Aber alles Schöne hatte einmal sein Ende, hatte mir mal jemand gesagt. Und diese Fahrt hatte schneller ein Ende, als mir lieb war, als River um die Ecke bog und erheblich langsamer wurde. Innerlich stieß ich ein trauriges Seufzen aus. Obwohl ich vorhin nur nach Hause gewollt hatte, wollte ich jetzt noch für den restlichen Tag mit River durch die Gegend fahren. Dieses Gefühl der Freiheit spüren und auf den Rest scheißen. Doch das würde nicht so schnell passieren. Langsam öffnete ich meine Augen. Erkannte meine Straße. Eigentlich sollte ich erleichtert sein. Gleich würde ich die Tür hinter mir schließen und könnte in Ruhe nachdenken.
Ohne, dass River oder Mace in der Nähe wären. Doch ich wollte nicht. Noch nicht. Irgendwie. Hinter River auf der Maschine zu sitzen hatte sich vertraut und richtig angefühlt. So richtig. Als würde ich dort hingehören. Klang das verrückt? Ja, ja das tat es. War es mir egal? Ja, in diesem Moment schon. Doch schließlich kam River zum Stillstand und stellte den Motor aus. Für einen Moment blieb ich still sitzen. Rührte mich nicht. Dann drehte River seinen Kopf zu mir. Ein Schmunzeln auf den Lippen. »Meinetwegen können wir den ganzen Tag auf meiner Maschine bleiben. Aber ich müsste mal für kleine Jungs und meine Schwester wartet sicher schon auf mich.« Blut schoss mir in die Wangen und ich nickte. Schnell stieg ich von seiner Maschine, was eher albern als elegant aussah. Innerlich sah ich den Vergleich von mir und einem Mädchen aus diesen Filmen vor mir. Dieser wurde aber durch Rivers Lächeln vertrieben. Seine Augen funkelten mir warm entgegen. Wie zwei Smaragde. Mein Herz machte einen Satz.

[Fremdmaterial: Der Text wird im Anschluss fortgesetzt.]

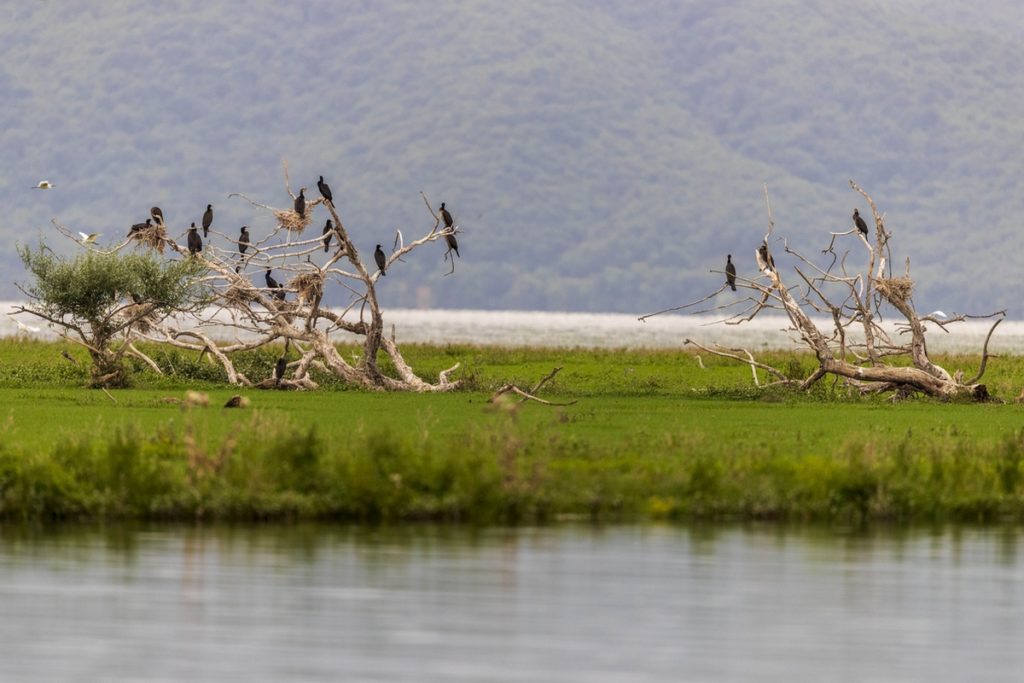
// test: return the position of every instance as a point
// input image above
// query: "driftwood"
(851, 300)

»Bis morgen, River«, murmelte ich dann leise und gab ihm mit roten Wagen den Helm zurück. River lächelte mich nur an und nickte. »Bis morgen. Viel Spaß bei deinem Date später.« Etwas irritiert hielt ich inne und verstand nicht so ganz, warum River dieses Thema freiwillig ansprach. Dennoch spielte ich mit. Ich warf einen Blick auf die Uhr am Tacho. »Hoffentlich schaffe ich es, mich in vier Stunden herzurichten«, witzelte ich, um ihm nicht zu zeigen, dass ich eigentlich keine Lust mehr darauf hatte. River runzelte die Stirn. »Ich würde auch so mit dir auf ein Date gehen, Rainbow. Du siehst toll aus.« Überrascht sah ich ihn an und war etwas sprachlos. Alles in mir schrie, dass ich mich bedanken sollte aber irgendwie hatte ich vergessen, wie man das Wort nochmal aussprach. Und bevor ich etwas sagen konnte, stieg River von seiner Maschine und schob es auf die andere Straßenseite.

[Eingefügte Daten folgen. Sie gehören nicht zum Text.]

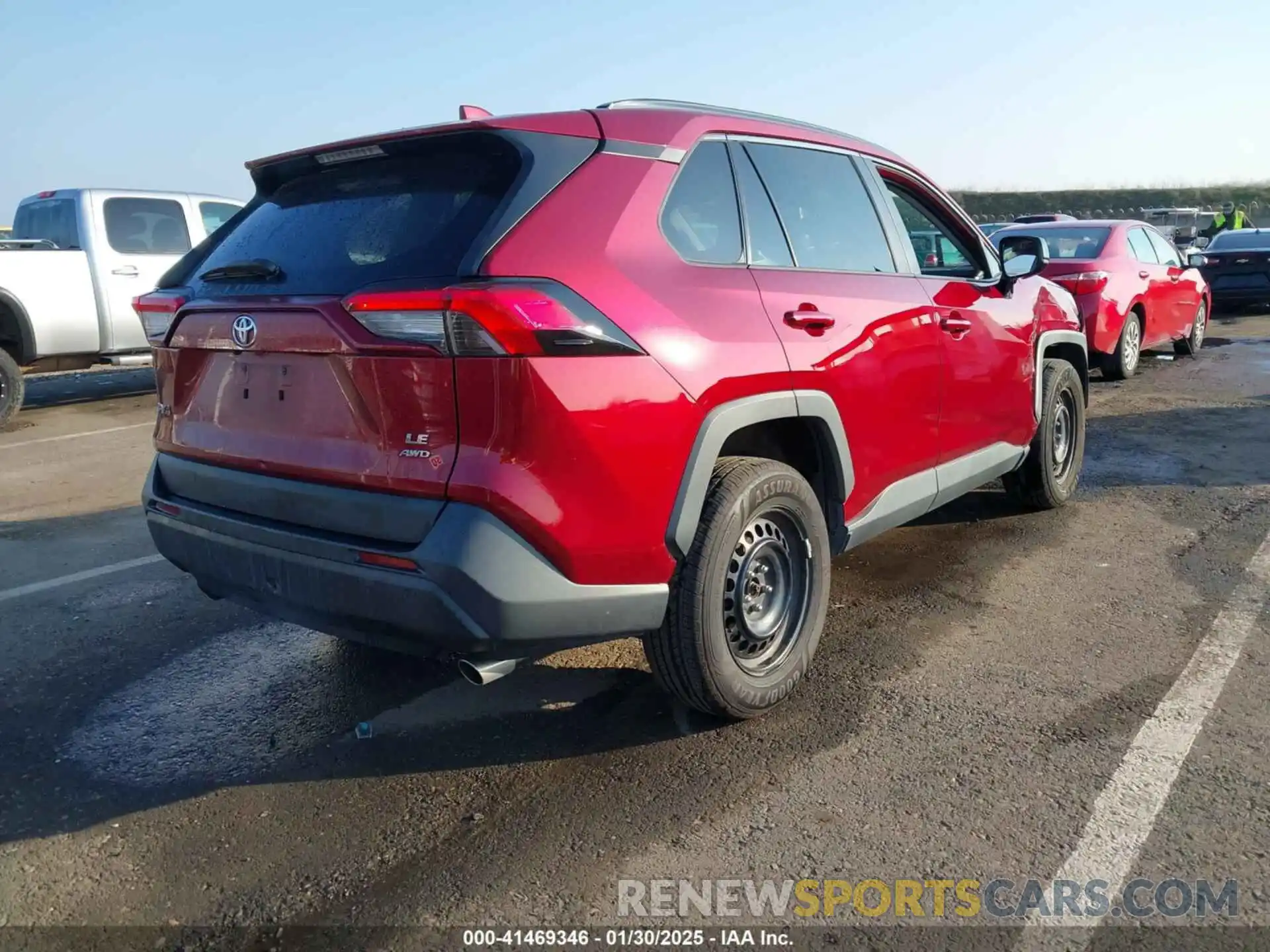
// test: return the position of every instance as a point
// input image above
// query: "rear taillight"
(157, 311)
(1082, 282)
(513, 317)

Für einen Moment sah ich ihm etwas sprachlos hinterher, dann beschloss ich ins Haus zu gehen. Doch ich konnte mich nicht von seinem Anblick losreißen. Selbst, als ich immer schon auf den Weg zum Haus war, wandte ich meinen Blick immer wieder über meine Schulte um ihn zusehen. Doch schlussendlich verschwand er im Haus und ich kam mir bescheuert vor. Ich hatte heute ein Date, verdammt! Da konnte ich doch River nicht hinterhersehen! Seufzend sperrte ich die Türe auf und rief mich zur Vernunft. Heute Abend würde ich die Wahrheit herausfinden. Komme, was wollte. Zu dem Zeitpunkt wusste ich ja nicht, dass jemand meine Pläne durchkreuzen würde...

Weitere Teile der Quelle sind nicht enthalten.